Talk abstracts
Talk on Saturday 09:15-09:30am submitted by Lichun Zhou
Cleavage and Polyadenylation Specificity Factor (CPSF30) involved in plant immunity system
Lichun Zhou (Department of Plant and Soil Sciences, University of Kentucky, Lexington KY 40546, USA), Huazhen Liu (Department of Plant Pathology, University of Kentucky, Lexington, KY 40546, USA), Pradeep Kachroo (Department of Plant Pathology, University of Kentucky, Lexington, KY 40546, USA), Arthur G. Hunt (Department of Plant and Soil Sciences, University of Kentucky, Lexington KY 40546, USA)
Abstract:
In plants, Systemic Acquired Resistance (SAR) is a form of systemic immunity that protects uninfected parts of a pathogen-inoculated plant against further disease. In a previous study, it was shown that a novel plant polyadenylation factor subunit, CPSF30, is required for resistance against a bacterial pathogen [1]. The Arabidopsis thaliana ortholog of the 30-kD subunit of the mammalian Cleavage and Polyadenylation Specificity Factor(CPSF30) gene encodes two proteins, CPSF30S and CPSF30L. To better understand how CPSF30 contributes to resistance to plant pathogens, we treated a set of mutant and complemented Arabidopsis lines with an avirulent strain of Pseudomonas syringae to induce SAR. The set of lines included a mutant (oxt6) that does not express CPSF30 as well as lines that express either CPSF30S, CPSF30L, or both proteins in the oxt6 background.

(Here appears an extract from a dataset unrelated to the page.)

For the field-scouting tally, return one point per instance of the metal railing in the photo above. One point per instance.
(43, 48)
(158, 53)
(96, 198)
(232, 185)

The results show that lines that express CPSF30S can establish an SAR, but lines that do not express CPSF30S are deficient in SAR. All of the wild type, mutant, and transgenic plants have similar transcriptional responses in the inoculated leaf to the avirulent pathogen. However, they differ in the (immune) distal leaves, and the differences relate to the well-established transcriptional response in SAR. We conclude that CPSF30S is acting downstream from the initial challenge by the avirulent pathogen and outside of the inoculated leaf. In a recent study, it has shown that the non-coding RNA TAS3a is a precursor for tasi-RNAs D7 and D8, which are early mobile signals for SAR [2]. TAS3a transcripts undergo alternative polyadenylation, and poly(A) site choice affects the ability to generate the D7 and D8 tasi-RNAs. We observed TAS3a poly(A) site usage shift from distal to proximal in plants that do not make CPSF30S. We propose that CPSF30S-dependent usage of the distal TAS3a poly(A) site is the mechanism that links CPSF30 with SAR. Taken together, these studies provide new insights into the connections between mRNA polyadenylation and the plant immune system.
References:
1. Bruggeman, Q., et al., The Polyadenylation Factor Subunit CLEAVAGE AND POLYADENYLATION SPECIFICITY FACTOR30: A Key Factor of Programmed Cell Death and a Regulator of Immunity in Arabidopsis. Plant Physiol, 2014. 165(2): p. 732-746.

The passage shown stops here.